2. Add the code for login success:

session.contents["UserName"]=txtuser.text;
FormsAuthentication.RedirectFromLoginPage (Txtuser.text,false);
Response.Redirect ("index.aspx");

3. Add code when exiting
System.Web.Security.FormsAuthentication.SignOut ();
Response.Redirect ("Login.aspx");

Configuring the Web. config file

Set to form authentication:
<authentication mode= "Forms" >
<forms name= "oursnet" loginurl= "Login.aspx" timeout= "/>"
</authentication>
which
Name: The cookie used to determine when the user is authenticated
Loginurl: The page is redirected when the user is not logged in
Timeout: Time-out, in minutes

Anonymous Logon is not allowed
<authorization>
<!--allow all users-
<deny users= "?"/>
<!--<allow users= "[comma-delimited list of users]"
roles= "[comma-delimited list of roles]"/>
<deny users= "[comma-delimited list of users]"
roles= "[comma-delimited list of roles]"/>
-
</authorization>
which
Users: Represents a list of people who are forbidden to access the resource, using the wildcard character "?" Denying anonymous user access, using "*", means denying all user access.

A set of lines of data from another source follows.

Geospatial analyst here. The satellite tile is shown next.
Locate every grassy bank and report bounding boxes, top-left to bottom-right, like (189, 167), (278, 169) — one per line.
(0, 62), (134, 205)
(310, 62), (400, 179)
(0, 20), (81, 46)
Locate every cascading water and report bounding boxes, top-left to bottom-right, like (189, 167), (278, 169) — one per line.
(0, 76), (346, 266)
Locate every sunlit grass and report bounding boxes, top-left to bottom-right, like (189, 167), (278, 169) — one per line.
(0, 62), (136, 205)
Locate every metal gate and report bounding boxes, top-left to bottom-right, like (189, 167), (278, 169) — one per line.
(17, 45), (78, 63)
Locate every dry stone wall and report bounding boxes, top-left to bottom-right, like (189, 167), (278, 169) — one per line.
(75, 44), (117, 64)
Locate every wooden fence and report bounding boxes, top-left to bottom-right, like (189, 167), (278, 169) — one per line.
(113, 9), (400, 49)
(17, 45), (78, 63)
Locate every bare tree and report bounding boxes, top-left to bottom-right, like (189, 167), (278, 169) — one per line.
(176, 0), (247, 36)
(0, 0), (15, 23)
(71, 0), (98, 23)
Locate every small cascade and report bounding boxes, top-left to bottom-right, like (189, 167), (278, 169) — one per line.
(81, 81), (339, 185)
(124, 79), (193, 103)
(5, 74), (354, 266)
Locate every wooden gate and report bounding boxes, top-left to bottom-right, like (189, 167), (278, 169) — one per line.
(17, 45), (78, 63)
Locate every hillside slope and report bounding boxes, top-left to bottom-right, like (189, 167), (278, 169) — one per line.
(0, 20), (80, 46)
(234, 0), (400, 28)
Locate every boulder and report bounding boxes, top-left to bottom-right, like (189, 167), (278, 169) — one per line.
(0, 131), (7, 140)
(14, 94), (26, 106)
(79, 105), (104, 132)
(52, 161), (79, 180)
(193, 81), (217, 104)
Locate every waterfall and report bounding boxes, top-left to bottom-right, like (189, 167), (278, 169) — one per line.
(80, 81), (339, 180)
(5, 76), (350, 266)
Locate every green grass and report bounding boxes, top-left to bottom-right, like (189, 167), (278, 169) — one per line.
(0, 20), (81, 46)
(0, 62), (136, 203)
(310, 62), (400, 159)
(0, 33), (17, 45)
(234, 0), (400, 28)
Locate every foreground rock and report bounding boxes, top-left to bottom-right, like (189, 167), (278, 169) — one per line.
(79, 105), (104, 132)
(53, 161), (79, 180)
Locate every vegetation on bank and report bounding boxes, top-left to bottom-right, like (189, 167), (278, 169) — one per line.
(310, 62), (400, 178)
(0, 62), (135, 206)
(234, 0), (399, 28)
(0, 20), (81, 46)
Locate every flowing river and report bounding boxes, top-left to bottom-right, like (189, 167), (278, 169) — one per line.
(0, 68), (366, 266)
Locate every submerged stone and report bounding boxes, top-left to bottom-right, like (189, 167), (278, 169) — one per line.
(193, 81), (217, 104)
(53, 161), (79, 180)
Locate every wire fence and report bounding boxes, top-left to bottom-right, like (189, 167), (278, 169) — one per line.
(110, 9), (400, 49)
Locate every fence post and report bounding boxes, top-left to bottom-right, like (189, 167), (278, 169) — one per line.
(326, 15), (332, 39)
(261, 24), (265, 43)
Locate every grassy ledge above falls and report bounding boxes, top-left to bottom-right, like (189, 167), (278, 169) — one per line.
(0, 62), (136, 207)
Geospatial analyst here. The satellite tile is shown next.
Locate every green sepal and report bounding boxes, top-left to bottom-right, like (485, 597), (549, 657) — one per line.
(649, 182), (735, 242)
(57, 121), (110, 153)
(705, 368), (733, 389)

2. Add the code for login success:

session.contents["UserName"]=txtuser.text;
FormsAuthentication.RedirectFromLoginPage (Txtuser.text,false);
Response.Redirect ("index.aspx");

3. Add code when exiting
System.Web.Security.FormsAuthentication.SignOut ();
Response.Redirect ("Login.aspx");



trackback:http://tb.blog.csdn.net/trackback.aspx?postid=695006

Contact Us

The content source of this page is from Internet, which doesn't represent Alibaba Cloud's opinion; products and services mentioned on that page don't have any relationship with Alibaba Cloud. If the content of the page makes you feel confusing, please write us an email, we will handle the problem within 5 days after receiving your email.

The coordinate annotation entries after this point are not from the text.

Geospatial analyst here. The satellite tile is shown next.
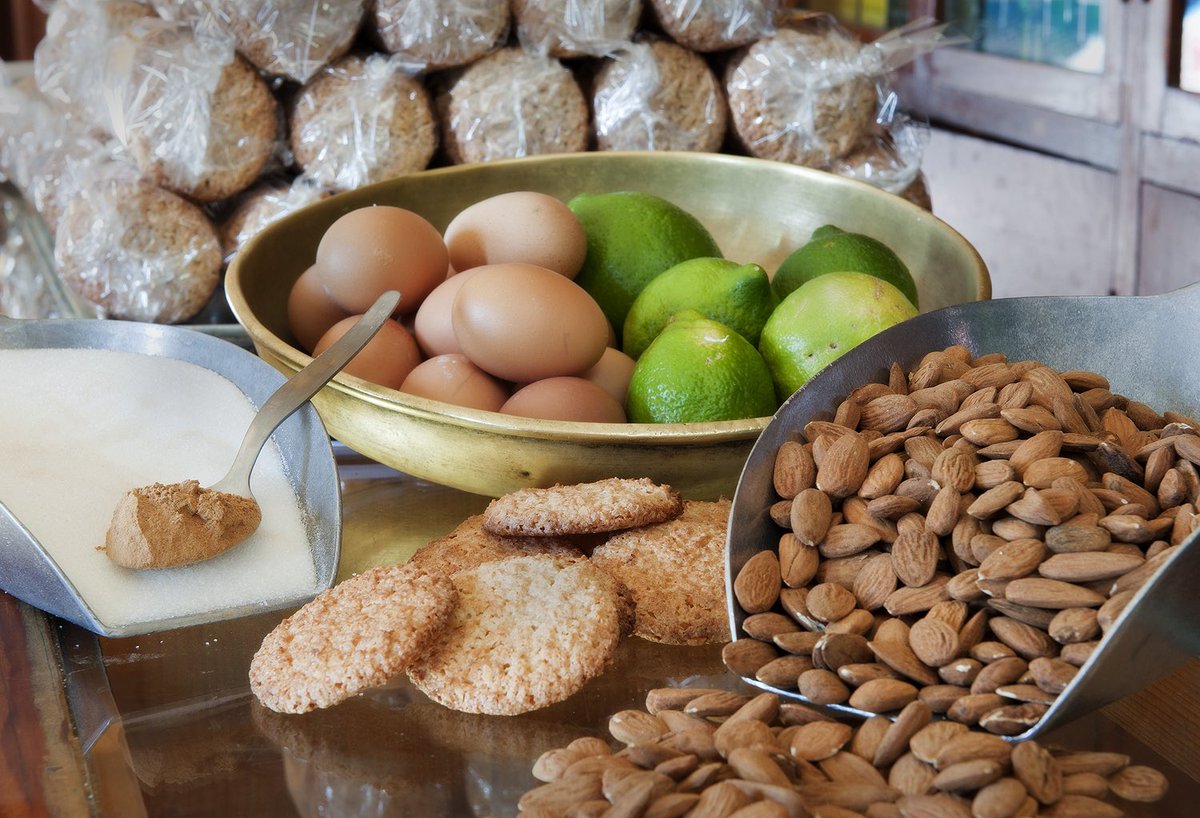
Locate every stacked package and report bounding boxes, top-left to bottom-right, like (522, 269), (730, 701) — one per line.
(0, 0), (941, 323)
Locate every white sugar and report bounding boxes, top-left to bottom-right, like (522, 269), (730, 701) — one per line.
(0, 349), (316, 627)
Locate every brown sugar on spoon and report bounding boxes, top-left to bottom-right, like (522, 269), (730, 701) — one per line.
(104, 480), (263, 569)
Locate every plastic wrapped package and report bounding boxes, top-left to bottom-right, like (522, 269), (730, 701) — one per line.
(217, 176), (332, 263)
(512, 0), (642, 58)
(34, 0), (157, 133)
(725, 17), (878, 169)
(54, 180), (221, 324)
(830, 100), (930, 194)
(650, 0), (779, 53)
(289, 54), (438, 190)
(93, 19), (280, 202)
(592, 40), (728, 151)
(437, 48), (589, 163)
(368, 0), (510, 71)
(152, 0), (367, 83)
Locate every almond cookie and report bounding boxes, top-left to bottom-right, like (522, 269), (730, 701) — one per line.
(408, 555), (620, 716)
(408, 515), (583, 575)
(484, 477), (683, 536)
(592, 500), (731, 645)
(250, 565), (458, 712)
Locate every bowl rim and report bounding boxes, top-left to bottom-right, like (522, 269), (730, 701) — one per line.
(224, 151), (991, 438)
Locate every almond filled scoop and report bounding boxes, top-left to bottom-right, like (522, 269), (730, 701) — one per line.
(104, 480), (263, 569)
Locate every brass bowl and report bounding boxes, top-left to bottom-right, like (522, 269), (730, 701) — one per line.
(226, 152), (991, 499)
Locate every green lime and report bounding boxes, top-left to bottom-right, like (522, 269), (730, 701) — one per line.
(758, 272), (917, 401)
(772, 224), (920, 307)
(625, 309), (778, 423)
(566, 191), (721, 332)
(622, 258), (778, 359)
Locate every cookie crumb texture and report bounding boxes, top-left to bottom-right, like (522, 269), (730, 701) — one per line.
(484, 477), (683, 536)
(409, 555), (620, 716)
(250, 565), (458, 714)
(592, 500), (730, 645)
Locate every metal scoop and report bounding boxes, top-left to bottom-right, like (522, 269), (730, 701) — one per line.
(726, 283), (1200, 740)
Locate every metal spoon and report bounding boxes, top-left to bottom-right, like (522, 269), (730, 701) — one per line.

If you find any instances of plagiarism from the community, please send an email to: info-contact@alibabacloud.com and provide relevant evidence. A staff member will contact you within 5 working days.

A Free Trial That Lets You Build Big!

Start building with 50+ products and up to 12 months usage for Elastic Compute Service

  • Sales Support

    1 on 1 presale consultation

  • After-Sales Support

    24/7 Technical Support 6 Free Tickets per Quarter Faster Response

  • Alibaba Cloud offers highly flexible support services tailored to meet your exact needs.